PROWODNIKOW PROWOKUJE MARQUEZA
Rusłan Prowodnikow (23-2, 16 KO) był jednym z kandydatów do walki z Mannym Pacquiao (55-5-2, 38 KO), który powróci na ring 12 kwietnia w Las Vegas. Ostatecznie rywalem "Pacmana" będzie mistrz WBO wagi półśredniej Tim Bradley (31-0, 12 KO). Będzie to rewanż za kontrowersyjną wygraną "Pustynnej Burzy" z czerwca 2012 roku.
Mocno bijący Rosjanin, który prywatnie przyjaźni się z Pacquiao, cieszy się z wyboru oponenta przez team Filipińczyka.
- Rewanż pomiędzy Pacquiao i Bradleyem będzie ciekawy, jednak walka będzie podobna do pierwszej potyczki. Jeżeli Manny nie podejmie ryzyka, trudno będzie mu odnieść zwycięstwo na punkty. Cieszę się, że negocjacje na walkę Manny'ego zostały sfinalizowane. Co najważniejsze - Freddie Roach będzie stał w moim narożniku podczas kolejnego występu, bardzo mi na tym zależało - powiedział Rosjanin.
Rusłan celuje teraz w walkę z meksykańską legendą szermierki na pięści - Juanem Manuelem Marquezem (55-7-1, 40 KO). Póki co, "Dinamita" wyraźnie dawał do zrozumienia, że Prowodnikow nie jest dla niego godnym oponentem.
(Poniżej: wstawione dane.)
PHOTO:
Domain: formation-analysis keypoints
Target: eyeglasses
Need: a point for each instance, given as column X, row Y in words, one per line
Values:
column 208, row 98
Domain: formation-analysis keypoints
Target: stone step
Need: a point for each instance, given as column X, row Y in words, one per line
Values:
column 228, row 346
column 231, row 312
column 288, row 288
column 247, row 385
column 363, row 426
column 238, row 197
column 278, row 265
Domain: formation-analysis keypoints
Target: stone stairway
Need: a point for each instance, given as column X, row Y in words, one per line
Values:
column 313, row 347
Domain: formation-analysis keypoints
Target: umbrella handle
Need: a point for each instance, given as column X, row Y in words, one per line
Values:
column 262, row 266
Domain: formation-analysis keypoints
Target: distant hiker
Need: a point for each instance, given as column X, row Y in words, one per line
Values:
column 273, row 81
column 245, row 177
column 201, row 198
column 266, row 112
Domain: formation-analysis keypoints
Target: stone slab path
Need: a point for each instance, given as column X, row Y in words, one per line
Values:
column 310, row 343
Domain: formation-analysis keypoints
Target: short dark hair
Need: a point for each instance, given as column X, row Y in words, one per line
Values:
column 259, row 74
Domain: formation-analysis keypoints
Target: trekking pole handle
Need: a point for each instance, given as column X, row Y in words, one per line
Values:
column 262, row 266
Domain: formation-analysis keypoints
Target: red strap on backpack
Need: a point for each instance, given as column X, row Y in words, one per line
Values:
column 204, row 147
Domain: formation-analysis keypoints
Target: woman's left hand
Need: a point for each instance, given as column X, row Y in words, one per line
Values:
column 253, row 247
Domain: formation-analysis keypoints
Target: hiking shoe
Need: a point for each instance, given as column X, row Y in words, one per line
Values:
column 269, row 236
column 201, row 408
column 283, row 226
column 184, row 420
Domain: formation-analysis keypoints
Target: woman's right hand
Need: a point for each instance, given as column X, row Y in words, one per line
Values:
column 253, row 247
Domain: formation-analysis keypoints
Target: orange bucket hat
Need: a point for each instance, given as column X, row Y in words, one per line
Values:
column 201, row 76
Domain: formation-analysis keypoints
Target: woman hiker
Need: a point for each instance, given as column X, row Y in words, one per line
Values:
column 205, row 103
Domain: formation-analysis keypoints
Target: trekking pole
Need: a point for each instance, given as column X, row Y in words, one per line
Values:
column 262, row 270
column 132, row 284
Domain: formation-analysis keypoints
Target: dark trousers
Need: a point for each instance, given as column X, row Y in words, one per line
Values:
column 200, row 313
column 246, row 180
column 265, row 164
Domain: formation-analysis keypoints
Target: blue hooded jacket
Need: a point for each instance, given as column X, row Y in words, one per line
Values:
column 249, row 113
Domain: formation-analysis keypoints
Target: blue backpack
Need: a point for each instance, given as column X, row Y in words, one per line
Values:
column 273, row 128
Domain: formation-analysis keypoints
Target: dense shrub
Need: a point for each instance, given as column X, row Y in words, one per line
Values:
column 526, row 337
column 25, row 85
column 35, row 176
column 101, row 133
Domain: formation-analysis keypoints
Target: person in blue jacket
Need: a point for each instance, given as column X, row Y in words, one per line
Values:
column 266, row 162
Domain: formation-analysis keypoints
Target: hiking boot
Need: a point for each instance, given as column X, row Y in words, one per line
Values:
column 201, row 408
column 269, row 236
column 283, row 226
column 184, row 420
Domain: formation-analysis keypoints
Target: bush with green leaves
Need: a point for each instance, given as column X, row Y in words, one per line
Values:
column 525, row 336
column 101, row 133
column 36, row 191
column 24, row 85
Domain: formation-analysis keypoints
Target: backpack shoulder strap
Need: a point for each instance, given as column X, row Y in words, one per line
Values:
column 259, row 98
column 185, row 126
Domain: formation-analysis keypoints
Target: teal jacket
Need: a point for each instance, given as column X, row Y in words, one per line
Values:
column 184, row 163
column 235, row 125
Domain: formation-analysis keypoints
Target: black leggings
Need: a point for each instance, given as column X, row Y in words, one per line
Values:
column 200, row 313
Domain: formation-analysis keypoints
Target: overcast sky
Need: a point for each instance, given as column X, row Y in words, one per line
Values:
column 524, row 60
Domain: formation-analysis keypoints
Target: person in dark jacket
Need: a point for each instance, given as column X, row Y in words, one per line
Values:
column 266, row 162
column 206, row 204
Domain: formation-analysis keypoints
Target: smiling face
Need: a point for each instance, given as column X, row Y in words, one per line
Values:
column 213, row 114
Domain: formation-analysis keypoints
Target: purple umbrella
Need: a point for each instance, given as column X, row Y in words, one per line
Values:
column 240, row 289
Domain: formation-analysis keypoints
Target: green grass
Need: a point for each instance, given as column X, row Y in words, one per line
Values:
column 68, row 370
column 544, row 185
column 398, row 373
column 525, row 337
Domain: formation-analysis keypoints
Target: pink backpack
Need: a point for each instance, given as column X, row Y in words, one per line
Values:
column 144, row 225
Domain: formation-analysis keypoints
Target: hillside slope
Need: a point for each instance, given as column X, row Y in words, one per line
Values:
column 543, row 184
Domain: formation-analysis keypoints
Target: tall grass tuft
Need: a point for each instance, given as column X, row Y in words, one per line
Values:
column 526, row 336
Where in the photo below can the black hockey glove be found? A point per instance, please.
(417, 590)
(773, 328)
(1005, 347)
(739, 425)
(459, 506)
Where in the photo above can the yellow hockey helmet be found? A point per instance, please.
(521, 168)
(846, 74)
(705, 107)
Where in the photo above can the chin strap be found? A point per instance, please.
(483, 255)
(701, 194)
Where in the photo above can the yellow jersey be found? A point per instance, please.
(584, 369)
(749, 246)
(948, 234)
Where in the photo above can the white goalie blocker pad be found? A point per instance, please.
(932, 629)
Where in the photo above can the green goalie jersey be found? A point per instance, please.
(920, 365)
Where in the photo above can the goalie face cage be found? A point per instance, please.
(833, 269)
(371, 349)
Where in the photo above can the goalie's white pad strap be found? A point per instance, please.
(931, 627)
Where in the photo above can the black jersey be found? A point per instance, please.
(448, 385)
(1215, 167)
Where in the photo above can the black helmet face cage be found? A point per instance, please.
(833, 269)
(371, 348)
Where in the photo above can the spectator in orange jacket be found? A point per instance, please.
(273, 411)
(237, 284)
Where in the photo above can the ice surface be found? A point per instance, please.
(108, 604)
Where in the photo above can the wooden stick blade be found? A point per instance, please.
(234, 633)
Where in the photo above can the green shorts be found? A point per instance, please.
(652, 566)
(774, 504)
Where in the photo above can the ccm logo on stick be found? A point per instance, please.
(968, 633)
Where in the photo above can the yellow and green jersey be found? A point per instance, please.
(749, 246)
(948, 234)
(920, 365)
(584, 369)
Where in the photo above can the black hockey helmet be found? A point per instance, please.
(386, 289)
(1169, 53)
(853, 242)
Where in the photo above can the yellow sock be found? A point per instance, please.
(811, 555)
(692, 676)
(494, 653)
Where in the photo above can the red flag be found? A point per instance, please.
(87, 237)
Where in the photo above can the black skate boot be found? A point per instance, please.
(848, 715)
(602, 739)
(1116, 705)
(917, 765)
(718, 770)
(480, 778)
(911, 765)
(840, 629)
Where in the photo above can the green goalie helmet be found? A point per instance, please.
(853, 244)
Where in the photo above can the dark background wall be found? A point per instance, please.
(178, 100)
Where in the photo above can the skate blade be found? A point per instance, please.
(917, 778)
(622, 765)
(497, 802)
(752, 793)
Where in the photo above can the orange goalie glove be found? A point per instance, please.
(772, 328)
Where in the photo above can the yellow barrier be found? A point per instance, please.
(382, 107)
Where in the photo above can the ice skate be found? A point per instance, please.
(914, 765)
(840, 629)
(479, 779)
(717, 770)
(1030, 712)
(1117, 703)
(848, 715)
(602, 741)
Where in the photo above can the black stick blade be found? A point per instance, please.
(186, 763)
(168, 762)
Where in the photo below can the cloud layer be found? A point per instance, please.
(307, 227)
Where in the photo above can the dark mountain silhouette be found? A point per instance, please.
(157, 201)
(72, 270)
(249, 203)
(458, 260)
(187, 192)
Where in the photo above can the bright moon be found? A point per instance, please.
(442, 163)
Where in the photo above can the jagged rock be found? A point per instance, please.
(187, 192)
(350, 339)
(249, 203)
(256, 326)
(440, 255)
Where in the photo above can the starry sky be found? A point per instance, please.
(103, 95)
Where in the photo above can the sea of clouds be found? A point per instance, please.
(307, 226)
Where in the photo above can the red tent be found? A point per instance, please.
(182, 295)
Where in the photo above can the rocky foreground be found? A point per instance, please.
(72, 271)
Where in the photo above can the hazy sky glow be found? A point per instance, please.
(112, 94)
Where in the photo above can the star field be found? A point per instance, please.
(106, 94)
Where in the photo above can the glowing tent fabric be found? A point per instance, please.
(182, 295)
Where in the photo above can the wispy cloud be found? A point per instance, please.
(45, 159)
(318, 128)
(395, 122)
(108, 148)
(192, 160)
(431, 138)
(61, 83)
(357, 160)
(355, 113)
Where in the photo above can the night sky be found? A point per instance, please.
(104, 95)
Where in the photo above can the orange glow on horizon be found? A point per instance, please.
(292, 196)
- Bradley nie zawalczy z Marquezem przynajmniej przed końcówką tego roku. Meksykanin nie młodnieje, a jedną walką, która sprzeda się w PPV jest pojedynek ze mną. Jeśli "Dinamita" nie zgodzi się na starcie ze mną, utwierdzi mnie to w przekonaniu, że Meksykanin się mnie obawia - dodał Prowodnikow.